Firstly, the high-vis (to quote
the vernacular) vest. These items of
clothing instantly convey power to the wearer, possibly even super-powers! A man with a high-vis vest can stop traffic,
literally. Put him at the entrance to
anything and he has the power to interrogate.
"What are you here for today then, sir?" No-one ever questions his authority to do
this, the high-vis vest is sufficient unto itself. Every man, secretly, wants a high-vis vest,
and the best of it is, they are incredibly flattering. No matter how portly or scruffy the wearer,
the donning of the magic vest renders all beneath it authoritative, commanding
and superior.
Then there's the two-way
radio. Am I alone in thinking that the
vast majority of the conversations conducted via these are entirely
superfluous? Such stuff as:
A: "Jim, come in, over"
B: Appallingly loud static noise, brief snatches of music, then faint but
unintelligible sound that just might be speech of some form or another
A: (looking knowledgeable)
"Roger that, Jim. Just checking
that the radio is working, over"
B: Even worse static noise followed by a noise like a whale in distress,
then something like a vacuum cleaner on reverse suction.
A: (chuckles knowlingly) "Yeah, 10-4
Jim. I can eyeball that for sure, for
sure, over and out"
Even though it generates such
inane rubbish as this, most blokes would give their eye-teeth (what are these,
and why are they so valuable?) to have one.
Well, two actually, one being of no use at all. I can speak with some authority on this as
I'm currently on a cruise (bear with me, I'll explain). Quite a number of parents on board have taken
the sensible precaution of purchasing two-way radios in order to keep in touch
with their children, who could, of course, be anywhere on this vast ship
(although the lifts are usually a good bet).

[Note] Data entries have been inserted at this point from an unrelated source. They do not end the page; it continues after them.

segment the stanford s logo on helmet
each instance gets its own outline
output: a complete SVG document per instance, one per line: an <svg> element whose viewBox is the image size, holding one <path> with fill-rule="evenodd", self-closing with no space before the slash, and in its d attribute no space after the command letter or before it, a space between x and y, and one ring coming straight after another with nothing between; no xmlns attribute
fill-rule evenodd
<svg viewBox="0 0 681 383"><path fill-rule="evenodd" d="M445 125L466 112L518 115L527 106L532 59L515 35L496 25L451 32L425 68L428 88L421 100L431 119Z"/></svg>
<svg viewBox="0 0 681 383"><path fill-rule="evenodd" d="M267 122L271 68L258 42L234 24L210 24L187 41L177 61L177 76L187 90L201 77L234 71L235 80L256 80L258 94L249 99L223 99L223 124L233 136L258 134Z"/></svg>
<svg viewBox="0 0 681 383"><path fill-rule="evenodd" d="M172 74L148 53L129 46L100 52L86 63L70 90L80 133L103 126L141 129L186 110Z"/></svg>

All over the craft, you can see parents (and it's usually fathers) with
these toy walkie-talkies (and that's showing my age) clamped to their ear,
entirely oblivious to the fact that the apparatus is decorated in day-glo
orange or Barbie pink. And they're
having longer conversations with their offspring than they ever would have
face-to-face. Although they're actually
trying to find where little Cheyenne and Peyton are at this moment, in their
mind's eye they are talking to Red Leader about bandits at six-o-clock, as they
barrel over the White Cliffs of Dover.
The last element of the ensemble
has to be the reflective sunglasses, by which I mean sunglasses coated with a
mirrored surface on the outer surface. I
suppose that's a statement of the blindingly obvious - having the mirrored
surface on the inside would just give you an up close and personal view of the
inside of each eyeball, which would be somewhat disconcerting. Armed with our sunglasses we are suddenly
every American motorcycle cop we've ever seen on T.V. Miscreants pale at the image of themselves
captured in our lenses and then, for added effect, we can whip the glasses off
to pin them down with our steely glare.
There you have it, the ideal
present. Cheap, easy to get hold of and
guaranteed to deliver unlimited joy on the part of the recipient. You'll thank me for it one of these days but
the happiness of my fellow man is thanks enough. Ok chaps, are you receiving, over?